Safety, Tolerability and Efficacy of YH14618 in Patients With Degenerative Disc Disease

The safety and scientific validity of this study is the responsibility of the study sponsor and investigators. Listing a study does not mean it has been evaluated by the U.S. Federal Government. Read our disclaimer for details. Identifier: NCT01526330
Recruitment Status : Completed
First Posted : February 3, 2012
Last Update Posted : May 29, 2015
Information provided by (Responsible Party):
Yuhan Corporation

Brief Summary:
The objective of this study is to assess the safety and tolerability of YH14618 during 24 weeks of follow-up period after single administration in patients with degenerative disc disease.
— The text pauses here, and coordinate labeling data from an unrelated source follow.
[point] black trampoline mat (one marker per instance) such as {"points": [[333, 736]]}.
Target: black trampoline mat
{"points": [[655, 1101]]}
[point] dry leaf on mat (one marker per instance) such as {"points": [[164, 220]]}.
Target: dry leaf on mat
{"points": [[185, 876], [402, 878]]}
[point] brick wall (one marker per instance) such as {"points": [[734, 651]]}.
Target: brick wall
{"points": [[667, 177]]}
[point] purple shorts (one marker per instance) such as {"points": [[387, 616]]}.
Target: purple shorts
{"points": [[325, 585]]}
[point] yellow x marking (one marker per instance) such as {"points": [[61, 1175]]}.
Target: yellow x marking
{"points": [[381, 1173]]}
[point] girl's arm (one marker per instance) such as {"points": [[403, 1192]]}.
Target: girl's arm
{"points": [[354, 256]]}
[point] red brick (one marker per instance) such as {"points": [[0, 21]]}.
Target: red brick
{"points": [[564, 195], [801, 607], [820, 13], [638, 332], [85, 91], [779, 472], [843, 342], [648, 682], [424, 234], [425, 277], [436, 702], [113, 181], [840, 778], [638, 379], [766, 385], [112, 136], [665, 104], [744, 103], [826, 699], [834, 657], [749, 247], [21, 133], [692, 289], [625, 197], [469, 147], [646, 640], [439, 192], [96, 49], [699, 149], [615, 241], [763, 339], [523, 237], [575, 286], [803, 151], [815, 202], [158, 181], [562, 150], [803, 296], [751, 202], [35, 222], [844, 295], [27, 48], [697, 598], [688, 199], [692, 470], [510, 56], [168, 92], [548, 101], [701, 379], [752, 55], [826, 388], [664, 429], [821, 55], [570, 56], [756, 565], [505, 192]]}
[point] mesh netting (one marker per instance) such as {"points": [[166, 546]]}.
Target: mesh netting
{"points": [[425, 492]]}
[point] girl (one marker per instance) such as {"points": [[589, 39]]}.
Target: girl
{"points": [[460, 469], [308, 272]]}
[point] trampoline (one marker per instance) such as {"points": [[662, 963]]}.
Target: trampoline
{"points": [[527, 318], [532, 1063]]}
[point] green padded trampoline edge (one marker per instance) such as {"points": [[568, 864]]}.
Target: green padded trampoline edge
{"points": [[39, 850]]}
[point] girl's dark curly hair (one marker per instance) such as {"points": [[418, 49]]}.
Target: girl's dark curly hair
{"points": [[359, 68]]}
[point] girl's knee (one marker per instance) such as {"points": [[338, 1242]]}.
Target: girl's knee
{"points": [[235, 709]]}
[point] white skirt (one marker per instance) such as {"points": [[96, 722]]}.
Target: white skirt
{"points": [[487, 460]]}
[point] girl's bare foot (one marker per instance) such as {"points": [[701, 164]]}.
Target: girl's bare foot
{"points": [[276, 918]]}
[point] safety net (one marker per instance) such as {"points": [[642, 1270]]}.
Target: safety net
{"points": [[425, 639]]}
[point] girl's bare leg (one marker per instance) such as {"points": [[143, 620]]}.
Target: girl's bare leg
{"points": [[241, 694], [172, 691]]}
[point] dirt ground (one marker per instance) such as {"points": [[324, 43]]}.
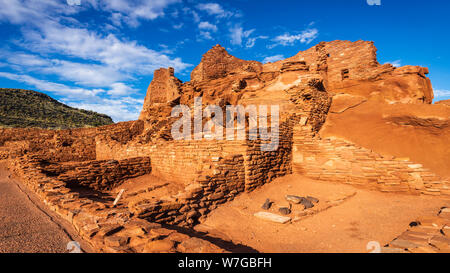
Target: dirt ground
{"points": [[27, 225], [349, 227]]}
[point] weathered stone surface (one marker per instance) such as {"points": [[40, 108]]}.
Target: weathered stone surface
{"points": [[267, 204], [272, 217], [218, 63]]}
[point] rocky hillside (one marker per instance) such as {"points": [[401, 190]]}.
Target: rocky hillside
{"points": [[26, 108]]}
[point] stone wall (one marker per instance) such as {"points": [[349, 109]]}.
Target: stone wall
{"points": [[107, 228], [341, 161], [220, 184], [97, 175]]}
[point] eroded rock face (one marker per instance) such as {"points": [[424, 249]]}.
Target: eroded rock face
{"points": [[164, 88], [352, 68], [444, 102], [218, 63], [300, 85]]}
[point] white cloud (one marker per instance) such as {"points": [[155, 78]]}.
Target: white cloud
{"points": [[120, 89], [74, 2], [305, 37], [207, 26], [272, 59], [131, 12], [32, 11], [118, 109], [238, 34], [52, 87], [214, 9], [109, 58], [178, 26], [205, 35], [252, 40]]}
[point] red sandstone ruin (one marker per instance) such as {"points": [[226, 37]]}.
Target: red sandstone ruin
{"points": [[344, 118]]}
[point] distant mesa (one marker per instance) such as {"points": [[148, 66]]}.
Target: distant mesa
{"points": [[27, 108]]}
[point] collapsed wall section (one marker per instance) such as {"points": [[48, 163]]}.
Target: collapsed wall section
{"points": [[340, 161]]}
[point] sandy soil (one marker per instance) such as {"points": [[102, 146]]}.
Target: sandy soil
{"points": [[349, 227], [27, 226]]}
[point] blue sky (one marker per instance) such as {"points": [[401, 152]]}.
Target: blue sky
{"points": [[100, 54]]}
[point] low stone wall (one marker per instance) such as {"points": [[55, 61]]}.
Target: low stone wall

Condition or disease Intervention/treatment Phase
Degenerative Disc Disease Drug: YH14618 Drug: Placebo Phase 1 Phase 2

Study Type : Interventional  (Clinical Trial)
Actual Enrollment : 48 participants
Allocation: Randomized
Intervention Model: Parallel Assignment
Masking: Triple (Participant, Investigator, Outcomes Assessor)
Primary Purpose: Treatment
Official Title: A Double-blind, Randomized, Parallel, Placebo Controlled, Phase I/II Clinical Trial to Investigate the Safety, Tolerability and Efficacy of YH14618 Following Single Intradiscal Injection in Patients With Degenerative Disc Disease
Study Start Date : May 2012
Actual Primary Completion Date : January 2014
Actual Study Completion Date : July 2014

Resource links provided by the National Library of Medicine

Arm Intervention/treatment
Experimental: Group A Drug: YH14618
A mg/disc

Experimental: Group B Drug: YH14618
B mg/disc

Experimental: Group C Drug: YH14618
C mg/disc

Placebo Comparator: Group D Drug: Placebo

Primary Outcome Measures :
  1. Evaulate the safety and tolerability after single intradiscal administation [ Time Frame: 12 weeks of observational period ]

    Safety outcomes

    • Adverse events
    • 12-lead EKG
    • Physical examination
    • Standard lab results(hematology, blood chemistry, coagulation, urinalysis etc.)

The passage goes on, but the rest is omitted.